Highlights & Insights¶
- The explicit decoupling of semantic extraction from stylistic rewriting is the core innovation—determining what to say before addressing how to say it fundamentally mitigates the hallucination problems common in end-to-end generation. This principle is transferable to any task requiring preservation of semantics under stylistic transformation.
- Using MedlinePlus as a lay simplification bridge is both authoritative and practical—NLM's patient education vocabulary is inherently an "expert→lay" mapping dictionary, making direct utilization more reliable than training a model to learn the mapping.
- The ablation study clearly shows that CUI extraction is only a necessary condition; the substantive performance recovery stems from the knowledge-constrained refinement via MedlinePlus.
Limitations & Future Work¶
- Reliance on synthetic data—lay descriptions are generated by an LLM rather than authored by humans, potentially lacking the linguistic nuances present in authentic patient communication.

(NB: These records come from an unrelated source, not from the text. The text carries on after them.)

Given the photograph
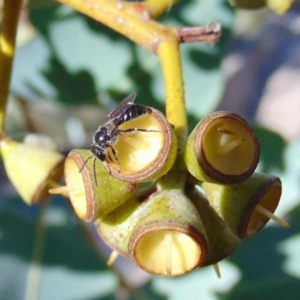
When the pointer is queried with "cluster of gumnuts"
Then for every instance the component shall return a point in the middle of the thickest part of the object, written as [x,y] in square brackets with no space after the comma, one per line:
[169,210]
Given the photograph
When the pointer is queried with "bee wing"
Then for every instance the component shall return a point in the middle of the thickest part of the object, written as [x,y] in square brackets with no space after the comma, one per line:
[123,106]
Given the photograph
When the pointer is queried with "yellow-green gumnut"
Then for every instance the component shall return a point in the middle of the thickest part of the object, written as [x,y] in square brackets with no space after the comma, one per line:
[169,238]
[248,4]
[247,206]
[280,6]
[222,148]
[222,241]
[115,228]
[93,192]
[31,169]
[147,151]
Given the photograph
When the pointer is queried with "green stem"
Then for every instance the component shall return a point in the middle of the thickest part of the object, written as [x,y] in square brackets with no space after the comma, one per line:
[11,11]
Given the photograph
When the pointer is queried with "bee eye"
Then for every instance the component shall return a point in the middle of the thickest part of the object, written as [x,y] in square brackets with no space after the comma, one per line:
[101,135]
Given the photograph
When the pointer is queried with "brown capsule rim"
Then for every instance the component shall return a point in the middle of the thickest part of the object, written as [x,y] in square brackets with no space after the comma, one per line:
[255,200]
[155,166]
[168,226]
[202,127]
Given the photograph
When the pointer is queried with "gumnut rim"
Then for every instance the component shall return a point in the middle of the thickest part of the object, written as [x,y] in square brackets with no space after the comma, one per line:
[236,156]
[167,249]
[146,154]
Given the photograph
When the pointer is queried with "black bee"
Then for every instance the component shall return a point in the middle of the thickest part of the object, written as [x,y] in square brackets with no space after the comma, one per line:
[108,134]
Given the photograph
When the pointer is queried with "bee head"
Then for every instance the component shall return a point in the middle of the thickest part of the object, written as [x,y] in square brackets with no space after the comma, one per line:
[99,152]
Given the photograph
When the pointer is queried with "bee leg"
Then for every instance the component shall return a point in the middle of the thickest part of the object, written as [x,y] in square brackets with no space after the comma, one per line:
[114,152]
[138,129]
[94,170]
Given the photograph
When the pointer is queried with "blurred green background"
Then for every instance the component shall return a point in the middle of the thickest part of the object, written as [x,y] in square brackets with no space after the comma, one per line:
[70,71]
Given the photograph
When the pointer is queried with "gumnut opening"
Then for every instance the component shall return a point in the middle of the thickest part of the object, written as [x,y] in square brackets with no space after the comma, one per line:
[31,169]
[222,242]
[222,148]
[93,192]
[243,206]
[146,148]
[169,239]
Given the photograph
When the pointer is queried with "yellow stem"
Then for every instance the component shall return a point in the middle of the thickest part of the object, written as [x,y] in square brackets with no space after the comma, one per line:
[217,270]
[10,13]
[270,215]
[124,18]
[168,253]
[135,23]
[169,54]
[156,8]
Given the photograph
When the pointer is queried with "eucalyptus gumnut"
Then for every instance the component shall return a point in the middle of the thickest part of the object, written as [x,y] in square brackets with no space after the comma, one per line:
[93,192]
[222,148]
[145,153]
[31,169]
[169,238]
[222,241]
[247,206]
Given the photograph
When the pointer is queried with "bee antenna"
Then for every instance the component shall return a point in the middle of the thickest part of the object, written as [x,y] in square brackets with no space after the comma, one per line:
[85,162]
[94,169]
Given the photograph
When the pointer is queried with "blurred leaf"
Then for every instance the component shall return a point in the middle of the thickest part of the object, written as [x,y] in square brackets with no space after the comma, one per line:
[272,146]
[261,263]
[69,268]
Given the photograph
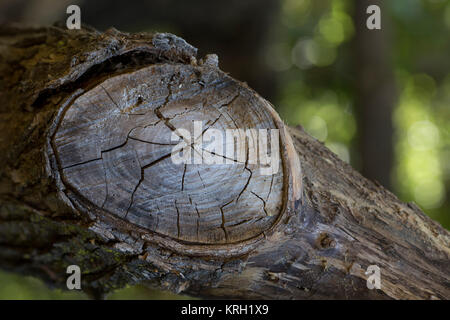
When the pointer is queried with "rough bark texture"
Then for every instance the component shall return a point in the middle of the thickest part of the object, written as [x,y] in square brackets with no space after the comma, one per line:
[320,248]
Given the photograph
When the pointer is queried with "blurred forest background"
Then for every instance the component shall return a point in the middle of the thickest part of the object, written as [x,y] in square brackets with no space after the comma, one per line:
[380,99]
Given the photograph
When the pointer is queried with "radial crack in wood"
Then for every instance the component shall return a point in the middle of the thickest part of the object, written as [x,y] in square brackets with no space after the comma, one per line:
[114,143]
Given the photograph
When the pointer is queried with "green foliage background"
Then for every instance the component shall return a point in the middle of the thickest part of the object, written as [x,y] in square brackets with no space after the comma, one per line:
[311,53]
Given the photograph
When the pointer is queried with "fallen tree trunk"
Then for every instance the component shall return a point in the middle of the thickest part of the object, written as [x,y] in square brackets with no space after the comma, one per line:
[333,223]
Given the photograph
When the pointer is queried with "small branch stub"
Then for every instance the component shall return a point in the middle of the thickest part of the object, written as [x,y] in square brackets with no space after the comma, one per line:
[114,147]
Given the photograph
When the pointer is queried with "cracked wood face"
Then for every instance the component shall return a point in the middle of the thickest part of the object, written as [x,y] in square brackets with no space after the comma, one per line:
[113,146]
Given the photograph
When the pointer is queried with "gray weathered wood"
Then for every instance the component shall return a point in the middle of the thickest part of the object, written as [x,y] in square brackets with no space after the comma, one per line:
[319,248]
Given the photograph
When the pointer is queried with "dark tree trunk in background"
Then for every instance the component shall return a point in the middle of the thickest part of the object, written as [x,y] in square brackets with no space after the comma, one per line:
[320,249]
[375,94]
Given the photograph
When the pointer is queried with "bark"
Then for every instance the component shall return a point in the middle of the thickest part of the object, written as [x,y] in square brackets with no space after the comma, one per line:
[319,249]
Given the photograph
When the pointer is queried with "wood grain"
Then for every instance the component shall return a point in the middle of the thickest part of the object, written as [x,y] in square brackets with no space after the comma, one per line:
[71,105]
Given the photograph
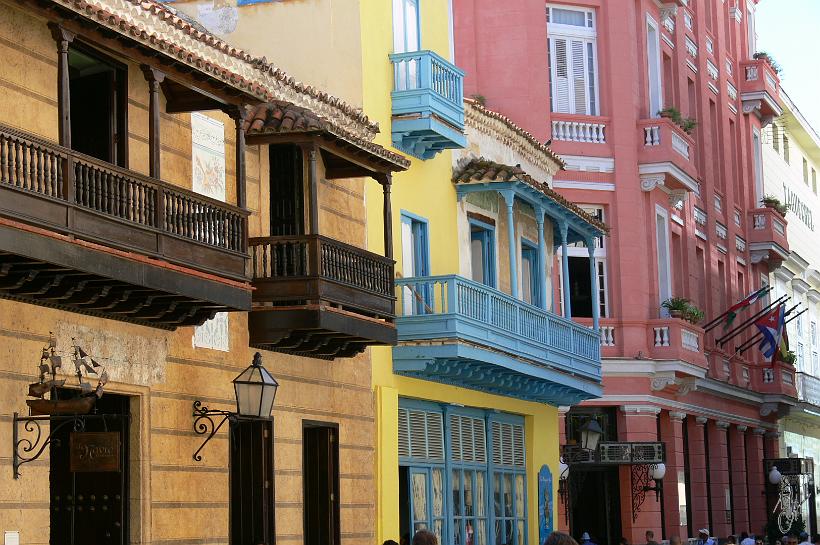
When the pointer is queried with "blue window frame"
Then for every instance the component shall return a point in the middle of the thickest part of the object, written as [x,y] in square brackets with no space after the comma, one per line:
[472,488]
[415,254]
[482,252]
[530,274]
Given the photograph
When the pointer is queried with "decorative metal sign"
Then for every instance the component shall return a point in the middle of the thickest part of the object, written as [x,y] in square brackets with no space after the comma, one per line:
[95,451]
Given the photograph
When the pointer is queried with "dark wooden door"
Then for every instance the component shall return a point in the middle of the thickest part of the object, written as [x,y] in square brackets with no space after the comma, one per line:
[287,212]
[252,491]
[320,446]
[91,507]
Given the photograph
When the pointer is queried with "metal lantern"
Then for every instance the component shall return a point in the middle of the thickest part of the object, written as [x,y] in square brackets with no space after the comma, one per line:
[659,472]
[255,390]
[591,433]
[775,476]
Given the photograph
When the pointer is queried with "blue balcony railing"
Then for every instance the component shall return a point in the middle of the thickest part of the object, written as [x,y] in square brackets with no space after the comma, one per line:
[428,103]
[484,335]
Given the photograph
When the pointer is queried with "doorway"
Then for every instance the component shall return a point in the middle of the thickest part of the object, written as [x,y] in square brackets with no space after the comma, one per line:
[97,89]
[91,506]
[595,504]
[320,444]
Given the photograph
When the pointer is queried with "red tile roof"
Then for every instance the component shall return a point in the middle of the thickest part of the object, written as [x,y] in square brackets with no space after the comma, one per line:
[482,170]
[216,57]
[280,117]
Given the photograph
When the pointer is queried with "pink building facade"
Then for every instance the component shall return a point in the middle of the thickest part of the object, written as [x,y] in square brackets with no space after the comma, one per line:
[683,200]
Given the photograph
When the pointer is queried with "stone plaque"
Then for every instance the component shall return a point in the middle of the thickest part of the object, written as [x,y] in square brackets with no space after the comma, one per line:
[95,451]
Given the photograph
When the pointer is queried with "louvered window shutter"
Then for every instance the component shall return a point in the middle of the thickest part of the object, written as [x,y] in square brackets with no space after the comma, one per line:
[508,444]
[560,76]
[421,435]
[468,440]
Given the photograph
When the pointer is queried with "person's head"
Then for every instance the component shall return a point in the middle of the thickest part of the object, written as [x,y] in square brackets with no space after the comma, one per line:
[560,538]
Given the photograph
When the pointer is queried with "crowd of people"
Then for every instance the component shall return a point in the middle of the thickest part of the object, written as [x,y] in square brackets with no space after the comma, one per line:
[425,537]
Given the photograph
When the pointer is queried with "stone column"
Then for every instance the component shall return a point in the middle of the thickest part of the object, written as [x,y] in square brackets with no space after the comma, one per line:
[756,478]
[740,490]
[672,423]
[697,473]
[719,479]
[637,423]
[771,444]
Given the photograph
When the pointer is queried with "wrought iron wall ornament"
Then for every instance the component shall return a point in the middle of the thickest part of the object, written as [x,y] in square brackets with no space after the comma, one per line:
[31,446]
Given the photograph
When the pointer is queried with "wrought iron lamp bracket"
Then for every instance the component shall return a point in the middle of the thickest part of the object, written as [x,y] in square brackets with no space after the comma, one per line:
[30,448]
[205,423]
[641,475]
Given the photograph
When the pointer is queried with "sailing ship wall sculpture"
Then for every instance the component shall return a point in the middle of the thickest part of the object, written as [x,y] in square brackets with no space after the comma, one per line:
[63,401]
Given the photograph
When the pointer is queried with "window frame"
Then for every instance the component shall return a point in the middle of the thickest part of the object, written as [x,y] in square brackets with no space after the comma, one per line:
[587,35]
[488,244]
[449,465]
[404,3]
[531,248]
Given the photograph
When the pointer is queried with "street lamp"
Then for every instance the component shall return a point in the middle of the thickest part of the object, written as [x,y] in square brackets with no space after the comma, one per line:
[591,433]
[775,476]
[254,388]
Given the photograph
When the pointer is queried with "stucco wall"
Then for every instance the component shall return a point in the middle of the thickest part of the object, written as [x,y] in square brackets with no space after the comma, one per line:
[173,498]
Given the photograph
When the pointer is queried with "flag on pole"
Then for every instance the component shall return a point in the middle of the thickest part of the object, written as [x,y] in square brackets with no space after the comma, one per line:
[750,299]
[771,326]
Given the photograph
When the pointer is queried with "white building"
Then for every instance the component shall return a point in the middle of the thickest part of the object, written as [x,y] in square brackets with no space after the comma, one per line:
[791,162]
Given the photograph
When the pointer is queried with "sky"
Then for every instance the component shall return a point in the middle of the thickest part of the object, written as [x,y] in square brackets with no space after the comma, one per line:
[788,31]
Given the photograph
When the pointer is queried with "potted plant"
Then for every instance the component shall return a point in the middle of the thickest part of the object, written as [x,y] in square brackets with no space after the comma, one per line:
[693,314]
[789,358]
[688,125]
[770,201]
[670,112]
[677,306]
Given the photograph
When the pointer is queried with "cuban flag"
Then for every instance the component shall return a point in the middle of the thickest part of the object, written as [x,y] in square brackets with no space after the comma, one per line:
[771,327]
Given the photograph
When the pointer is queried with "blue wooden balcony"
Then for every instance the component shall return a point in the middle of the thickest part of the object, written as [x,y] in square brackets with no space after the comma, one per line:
[428,104]
[457,331]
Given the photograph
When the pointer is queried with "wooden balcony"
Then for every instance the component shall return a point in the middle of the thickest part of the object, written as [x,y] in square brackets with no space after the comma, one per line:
[760,89]
[666,156]
[767,237]
[318,297]
[81,234]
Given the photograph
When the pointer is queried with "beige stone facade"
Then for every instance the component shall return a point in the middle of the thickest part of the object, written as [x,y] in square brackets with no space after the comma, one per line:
[174,499]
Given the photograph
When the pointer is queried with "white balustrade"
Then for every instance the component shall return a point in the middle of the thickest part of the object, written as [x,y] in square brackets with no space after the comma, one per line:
[661,335]
[680,145]
[579,131]
[689,340]
[652,136]
[607,335]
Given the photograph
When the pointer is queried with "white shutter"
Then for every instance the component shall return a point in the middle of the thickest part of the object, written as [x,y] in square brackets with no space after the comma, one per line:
[579,77]
[468,440]
[560,76]
[421,435]
[508,444]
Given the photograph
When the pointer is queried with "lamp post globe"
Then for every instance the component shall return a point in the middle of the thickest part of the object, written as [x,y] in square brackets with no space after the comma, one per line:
[659,472]
[255,390]
[591,433]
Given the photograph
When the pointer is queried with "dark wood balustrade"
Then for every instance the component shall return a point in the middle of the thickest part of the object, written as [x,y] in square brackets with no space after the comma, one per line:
[283,269]
[318,297]
[53,187]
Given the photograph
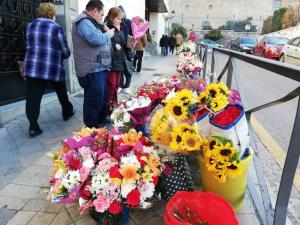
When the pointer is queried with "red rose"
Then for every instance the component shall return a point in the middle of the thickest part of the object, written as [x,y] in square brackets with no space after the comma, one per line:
[114,172]
[133,198]
[115,208]
[155,180]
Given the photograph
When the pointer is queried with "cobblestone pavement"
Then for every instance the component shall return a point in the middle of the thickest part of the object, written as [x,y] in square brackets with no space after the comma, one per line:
[25,169]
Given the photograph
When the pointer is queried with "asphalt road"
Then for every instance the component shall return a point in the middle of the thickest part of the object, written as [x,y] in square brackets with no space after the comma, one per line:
[262,86]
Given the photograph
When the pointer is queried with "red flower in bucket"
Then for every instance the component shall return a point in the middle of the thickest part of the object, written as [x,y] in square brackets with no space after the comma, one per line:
[227,116]
[192,207]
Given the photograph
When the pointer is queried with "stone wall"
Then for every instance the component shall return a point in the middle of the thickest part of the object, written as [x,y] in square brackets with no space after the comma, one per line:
[217,12]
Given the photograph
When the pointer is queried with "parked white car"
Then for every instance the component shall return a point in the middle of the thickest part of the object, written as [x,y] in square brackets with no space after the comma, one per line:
[290,53]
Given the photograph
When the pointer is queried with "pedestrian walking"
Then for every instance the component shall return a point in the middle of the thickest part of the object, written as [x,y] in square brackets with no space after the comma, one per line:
[46,48]
[172,43]
[128,62]
[113,20]
[138,58]
[161,44]
[92,55]
[165,44]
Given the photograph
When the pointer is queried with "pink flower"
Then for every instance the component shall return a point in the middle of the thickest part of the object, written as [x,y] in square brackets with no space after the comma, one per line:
[101,203]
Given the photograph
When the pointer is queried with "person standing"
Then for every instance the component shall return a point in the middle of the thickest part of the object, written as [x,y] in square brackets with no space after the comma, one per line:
[140,47]
[179,39]
[92,55]
[161,44]
[113,20]
[165,44]
[127,74]
[46,48]
[172,43]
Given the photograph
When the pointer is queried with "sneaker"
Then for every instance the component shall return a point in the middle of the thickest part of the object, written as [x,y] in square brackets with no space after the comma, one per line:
[120,90]
[34,133]
[127,91]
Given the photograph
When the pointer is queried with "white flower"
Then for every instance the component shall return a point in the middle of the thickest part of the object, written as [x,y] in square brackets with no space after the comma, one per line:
[126,117]
[71,179]
[59,174]
[89,163]
[126,189]
[130,159]
[147,190]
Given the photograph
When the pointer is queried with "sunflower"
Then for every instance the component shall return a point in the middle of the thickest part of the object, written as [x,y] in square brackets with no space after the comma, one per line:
[233,169]
[192,142]
[177,140]
[209,146]
[202,97]
[212,90]
[184,96]
[224,152]
[129,173]
[177,109]
[219,102]
[223,89]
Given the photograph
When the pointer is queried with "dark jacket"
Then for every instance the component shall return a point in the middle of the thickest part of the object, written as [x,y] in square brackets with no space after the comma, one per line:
[118,57]
[172,42]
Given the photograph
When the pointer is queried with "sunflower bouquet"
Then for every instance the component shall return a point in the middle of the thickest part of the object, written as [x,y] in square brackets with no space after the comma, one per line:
[222,159]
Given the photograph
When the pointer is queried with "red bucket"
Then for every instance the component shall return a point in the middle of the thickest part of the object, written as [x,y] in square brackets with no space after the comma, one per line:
[202,205]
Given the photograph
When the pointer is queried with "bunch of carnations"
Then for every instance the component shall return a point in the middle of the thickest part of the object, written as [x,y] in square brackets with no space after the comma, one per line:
[101,192]
[74,163]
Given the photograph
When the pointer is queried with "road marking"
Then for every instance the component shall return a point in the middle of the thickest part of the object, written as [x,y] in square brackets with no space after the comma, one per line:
[273,147]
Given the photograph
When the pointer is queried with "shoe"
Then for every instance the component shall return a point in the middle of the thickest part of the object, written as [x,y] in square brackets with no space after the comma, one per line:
[127,90]
[34,133]
[65,118]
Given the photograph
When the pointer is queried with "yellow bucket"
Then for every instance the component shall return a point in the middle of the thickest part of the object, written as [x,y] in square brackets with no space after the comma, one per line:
[233,190]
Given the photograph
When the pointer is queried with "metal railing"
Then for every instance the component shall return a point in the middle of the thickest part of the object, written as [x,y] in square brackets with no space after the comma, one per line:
[263,204]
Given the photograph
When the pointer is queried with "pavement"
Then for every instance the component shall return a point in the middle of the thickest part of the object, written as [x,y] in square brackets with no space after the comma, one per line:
[25,169]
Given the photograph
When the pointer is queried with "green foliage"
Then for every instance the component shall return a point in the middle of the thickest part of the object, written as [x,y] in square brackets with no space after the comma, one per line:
[239,26]
[214,34]
[278,19]
[178,28]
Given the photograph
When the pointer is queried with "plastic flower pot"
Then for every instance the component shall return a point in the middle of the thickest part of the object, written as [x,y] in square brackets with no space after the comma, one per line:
[207,206]
[233,190]
[125,217]
[237,131]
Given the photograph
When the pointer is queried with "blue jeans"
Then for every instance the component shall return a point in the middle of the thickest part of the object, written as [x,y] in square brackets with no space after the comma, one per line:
[95,94]
[165,49]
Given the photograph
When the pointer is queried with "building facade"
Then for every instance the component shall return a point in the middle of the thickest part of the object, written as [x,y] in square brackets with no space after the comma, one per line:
[196,14]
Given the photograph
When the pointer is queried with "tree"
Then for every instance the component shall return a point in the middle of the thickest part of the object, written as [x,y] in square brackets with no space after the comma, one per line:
[178,28]
[267,26]
[214,34]
[277,19]
[290,18]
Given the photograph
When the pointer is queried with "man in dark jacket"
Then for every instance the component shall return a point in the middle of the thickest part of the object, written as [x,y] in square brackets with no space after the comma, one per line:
[127,74]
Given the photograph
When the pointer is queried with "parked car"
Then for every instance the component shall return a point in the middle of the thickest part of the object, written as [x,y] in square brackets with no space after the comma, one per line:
[211,44]
[291,52]
[270,47]
[243,44]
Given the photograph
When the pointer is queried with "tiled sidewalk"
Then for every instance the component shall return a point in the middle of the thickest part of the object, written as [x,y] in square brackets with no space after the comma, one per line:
[25,169]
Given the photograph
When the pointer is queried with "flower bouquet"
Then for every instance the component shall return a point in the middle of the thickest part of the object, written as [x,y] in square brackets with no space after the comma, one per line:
[74,162]
[222,170]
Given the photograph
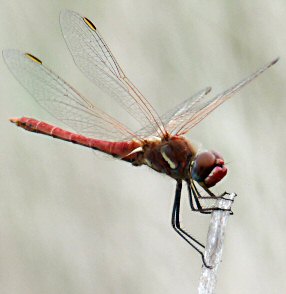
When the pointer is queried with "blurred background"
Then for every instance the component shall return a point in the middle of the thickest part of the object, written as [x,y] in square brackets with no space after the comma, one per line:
[73,222]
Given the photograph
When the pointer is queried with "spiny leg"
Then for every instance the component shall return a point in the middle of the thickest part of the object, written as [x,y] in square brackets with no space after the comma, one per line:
[177,227]
[194,193]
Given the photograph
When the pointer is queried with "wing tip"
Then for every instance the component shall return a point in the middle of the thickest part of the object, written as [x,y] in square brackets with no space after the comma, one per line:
[274,61]
[14,120]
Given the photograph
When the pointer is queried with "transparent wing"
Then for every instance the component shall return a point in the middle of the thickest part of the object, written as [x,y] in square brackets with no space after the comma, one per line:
[178,115]
[61,100]
[93,57]
[205,105]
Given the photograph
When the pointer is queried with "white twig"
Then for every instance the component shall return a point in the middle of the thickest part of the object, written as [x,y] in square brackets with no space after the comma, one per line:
[214,246]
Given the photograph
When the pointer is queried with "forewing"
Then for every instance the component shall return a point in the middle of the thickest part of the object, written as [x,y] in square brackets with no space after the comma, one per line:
[93,57]
[61,100]
[204,106]
[177,116]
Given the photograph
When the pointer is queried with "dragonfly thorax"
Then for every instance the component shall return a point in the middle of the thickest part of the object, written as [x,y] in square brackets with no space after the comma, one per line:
[172,156]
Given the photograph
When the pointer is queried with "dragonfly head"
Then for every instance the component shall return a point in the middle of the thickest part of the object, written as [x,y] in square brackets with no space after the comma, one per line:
[208,167]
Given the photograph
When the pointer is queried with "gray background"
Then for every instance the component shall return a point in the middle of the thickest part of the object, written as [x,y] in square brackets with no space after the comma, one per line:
[72,222]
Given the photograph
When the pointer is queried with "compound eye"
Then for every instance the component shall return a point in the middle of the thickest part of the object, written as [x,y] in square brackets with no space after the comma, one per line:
[208,168]
[168,155]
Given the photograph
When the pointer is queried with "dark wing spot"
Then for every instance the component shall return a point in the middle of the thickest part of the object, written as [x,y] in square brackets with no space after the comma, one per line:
[33,58]
[89,23]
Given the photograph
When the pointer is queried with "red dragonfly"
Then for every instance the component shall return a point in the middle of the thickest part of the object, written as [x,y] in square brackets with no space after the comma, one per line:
[159,144]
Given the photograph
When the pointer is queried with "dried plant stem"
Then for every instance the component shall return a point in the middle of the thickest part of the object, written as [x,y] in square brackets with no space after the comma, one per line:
[214,246]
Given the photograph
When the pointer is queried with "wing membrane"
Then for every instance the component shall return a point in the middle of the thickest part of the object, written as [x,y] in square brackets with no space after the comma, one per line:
[205,106]
[178,115]
[93,57]
[61,100]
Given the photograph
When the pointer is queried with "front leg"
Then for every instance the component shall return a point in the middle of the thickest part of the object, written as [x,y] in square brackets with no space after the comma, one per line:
[177,227]
[195,194]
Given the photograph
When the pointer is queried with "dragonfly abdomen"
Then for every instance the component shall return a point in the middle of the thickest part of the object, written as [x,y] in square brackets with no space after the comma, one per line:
[122,150]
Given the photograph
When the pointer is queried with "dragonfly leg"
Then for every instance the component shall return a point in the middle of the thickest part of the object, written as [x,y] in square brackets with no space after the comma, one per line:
[177,227]
[213,196]
[194,194]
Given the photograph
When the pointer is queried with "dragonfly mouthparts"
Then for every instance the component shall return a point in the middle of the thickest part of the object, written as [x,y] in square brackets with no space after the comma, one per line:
[14,120]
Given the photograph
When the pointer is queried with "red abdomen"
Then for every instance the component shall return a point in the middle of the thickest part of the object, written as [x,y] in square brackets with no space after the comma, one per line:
[116,149]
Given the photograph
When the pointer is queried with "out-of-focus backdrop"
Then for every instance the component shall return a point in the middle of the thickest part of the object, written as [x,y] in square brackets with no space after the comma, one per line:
[73,222]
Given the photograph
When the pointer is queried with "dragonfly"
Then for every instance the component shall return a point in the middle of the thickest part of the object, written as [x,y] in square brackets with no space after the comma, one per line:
[160,143]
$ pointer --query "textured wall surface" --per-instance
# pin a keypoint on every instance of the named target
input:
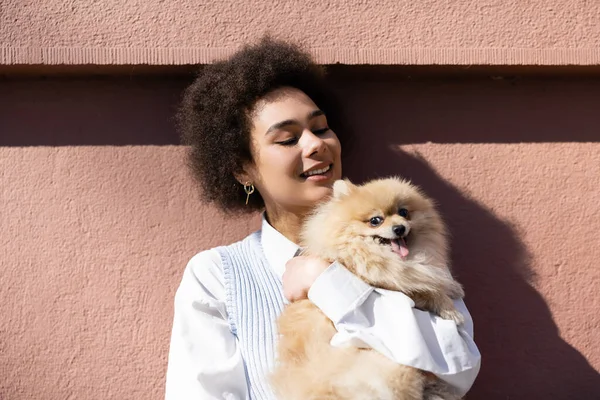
(465, 32)
(98, 218)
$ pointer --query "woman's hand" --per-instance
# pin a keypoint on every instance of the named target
(300, 273)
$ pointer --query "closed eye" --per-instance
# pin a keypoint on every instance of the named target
(321, 131)
(289, 142)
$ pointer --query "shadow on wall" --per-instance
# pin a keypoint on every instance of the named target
(523, 354)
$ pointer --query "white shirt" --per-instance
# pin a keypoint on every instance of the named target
(205, 361)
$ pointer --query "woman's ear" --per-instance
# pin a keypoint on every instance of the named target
(245, 175)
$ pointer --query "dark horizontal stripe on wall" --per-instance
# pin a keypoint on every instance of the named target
(385, 105)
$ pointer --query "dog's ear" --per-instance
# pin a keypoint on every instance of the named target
(342, 187)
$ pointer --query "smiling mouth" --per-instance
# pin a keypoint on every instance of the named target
(399, 245)
(320, 171)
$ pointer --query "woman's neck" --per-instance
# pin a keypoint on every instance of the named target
(287, 223)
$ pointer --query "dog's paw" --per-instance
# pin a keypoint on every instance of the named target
(453, 315)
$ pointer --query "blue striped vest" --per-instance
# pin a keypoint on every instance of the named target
(255, 299)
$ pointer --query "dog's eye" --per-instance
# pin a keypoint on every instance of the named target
(375, 221)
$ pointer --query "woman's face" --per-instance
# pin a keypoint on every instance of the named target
(296, 156)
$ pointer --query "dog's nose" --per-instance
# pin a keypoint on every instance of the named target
(399, 229)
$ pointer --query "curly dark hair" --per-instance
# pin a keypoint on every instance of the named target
(214, 117)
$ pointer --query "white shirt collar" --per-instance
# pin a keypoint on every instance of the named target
(277, 248)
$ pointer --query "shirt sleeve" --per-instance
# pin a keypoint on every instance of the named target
(204, 357)
(389, 323)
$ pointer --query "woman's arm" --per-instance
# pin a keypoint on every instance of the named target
(204, 357)
(388, 322)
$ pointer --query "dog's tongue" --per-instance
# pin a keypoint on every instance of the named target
(399, 247)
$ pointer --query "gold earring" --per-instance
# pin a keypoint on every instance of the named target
(249, 189)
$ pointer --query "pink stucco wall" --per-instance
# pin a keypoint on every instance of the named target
(466, 32)
(99, 218)
(98, 215)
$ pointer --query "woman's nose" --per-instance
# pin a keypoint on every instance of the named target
(313, 144)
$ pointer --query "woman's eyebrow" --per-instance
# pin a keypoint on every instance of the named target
(282, 124)
(315, 114)
(288, 122)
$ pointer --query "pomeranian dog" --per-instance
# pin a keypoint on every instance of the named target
(388, 233)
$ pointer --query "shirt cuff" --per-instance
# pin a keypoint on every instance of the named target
(338, 291)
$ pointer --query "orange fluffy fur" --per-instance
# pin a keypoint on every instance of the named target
(308, 367)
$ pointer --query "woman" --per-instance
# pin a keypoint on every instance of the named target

- Coverage is limited to English; multilingual medical lay language needs remain unaddressed.
- The modality imbalance inherited from ROCOv2 is not corrected.
- Future work may extend the benchmark to more complex downstream tasks such as visual question answering and report generation to more fully expose expert-lay representational alignment gaps.
Related Work & Insights¶
- vs. BioLaySumm: BioLaySumm is a text-only lay simplification shared task; MedLayBench-V is the first multimodal counterpart, adding a visual grounding dimension.
- vs. Layman's RRG: Limited to chest X-rays as a single modality with small data scale; MedLayBench-V covers 7 modalities with ~80K samples.
- vs. End-to-End LLM Simplification: Direct LLM simplification incurs a 6–7% factual error rate; SCGR minimizes hallucinations through structured constraints.
Rating¶
- Novelty: ⭐⭐⭐⭐⭐ First multimodal medical expert-lay alignment benchmark; the SCGR pipeline design is elegant.
- Experimental Thoroughness: ⭐⭐⭐⭐ Zero-shot retrieval across 8 models, ablation study, and human evaluation; fine-tuning experiments are absent.
- Writing Quality: ⭐⭐⭐⭐⭐ Rigorous structure, clear motivation, and convincing ablations.
- Value: ⭐⭐⭐⭐⭐ Fills a critical resource gap for patient-centered multimodal medical AI.